Prove $A\approx A\times A$ using Zorn's Lemma

Question

I'm having trouble proving that if $A$ is an infinite set, then $A\approx A\times A$ using Zorn's Lemma directly.

My problem is I don't know how to choose the correct set to which apply Zorn; I have tried $$X=\{f_{B}\colon B\times B\longrightarrow B\mid B\subseteq A,\ f_{B}\ {\rm injective}\}$$ since it's obvious that $A\preceq A\times A$, and with $(X,\leq)$ (the order $f_{B}\leq f_{B'}$ if $B\subseteq B'$ and $f_{B'}$ restricted to $B\times B$ is $f_{B}$) I manage to get a maximal function of that kind, but then I can't "expand it" as usual to prove it must have domain $A\times A$. Do you know which set $X$ should I work with?

Answer 1

So, you're ordering such injective functions $f_B: B \times B \rightarrow B$ by the relation that $f_B \leq f_{B'}$ if and only if $B \subseteq B'$ and $f_{B'}$ restricts to $f_B$ on $B \times B$, right?

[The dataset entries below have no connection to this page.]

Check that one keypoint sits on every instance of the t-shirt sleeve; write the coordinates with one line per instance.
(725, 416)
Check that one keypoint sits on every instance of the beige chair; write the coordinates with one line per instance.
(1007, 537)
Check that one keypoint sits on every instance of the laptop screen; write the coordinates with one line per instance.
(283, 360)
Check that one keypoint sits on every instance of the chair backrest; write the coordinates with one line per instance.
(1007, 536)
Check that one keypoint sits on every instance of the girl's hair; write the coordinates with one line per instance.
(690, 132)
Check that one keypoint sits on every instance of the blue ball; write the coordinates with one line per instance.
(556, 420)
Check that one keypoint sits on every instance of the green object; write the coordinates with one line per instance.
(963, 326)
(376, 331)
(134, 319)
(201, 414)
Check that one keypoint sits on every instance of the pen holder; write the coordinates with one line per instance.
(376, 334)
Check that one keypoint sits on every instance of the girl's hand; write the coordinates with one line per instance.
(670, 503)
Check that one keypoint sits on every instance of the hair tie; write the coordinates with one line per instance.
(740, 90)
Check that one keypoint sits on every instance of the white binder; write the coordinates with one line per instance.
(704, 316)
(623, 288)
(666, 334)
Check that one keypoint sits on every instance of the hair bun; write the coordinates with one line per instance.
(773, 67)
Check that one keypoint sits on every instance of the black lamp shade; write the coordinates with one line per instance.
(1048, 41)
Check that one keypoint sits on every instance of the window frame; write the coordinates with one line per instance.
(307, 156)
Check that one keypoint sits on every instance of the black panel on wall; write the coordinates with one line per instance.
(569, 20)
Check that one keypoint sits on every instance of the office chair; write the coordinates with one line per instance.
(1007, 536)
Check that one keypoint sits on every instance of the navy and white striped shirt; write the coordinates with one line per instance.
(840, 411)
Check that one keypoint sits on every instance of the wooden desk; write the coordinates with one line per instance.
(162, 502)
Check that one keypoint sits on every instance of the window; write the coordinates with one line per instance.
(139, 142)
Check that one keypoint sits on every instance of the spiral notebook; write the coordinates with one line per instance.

By Zorn's lemma, there is a maximal such injective function $f_B: B \times B \rightarrow B$. If $B$ is properly contained in $A$, there are two cases (i): $A -B$ is finite or (ii): $A-B$ is infinite. In the first case, you're already done, because $B$ and $A$ would have the same cardinality. In the second case, you have plenty of leeway to extend $f_B$ to an injective function on $C \times C \rightarrow C$, where $C - B$ is infinite.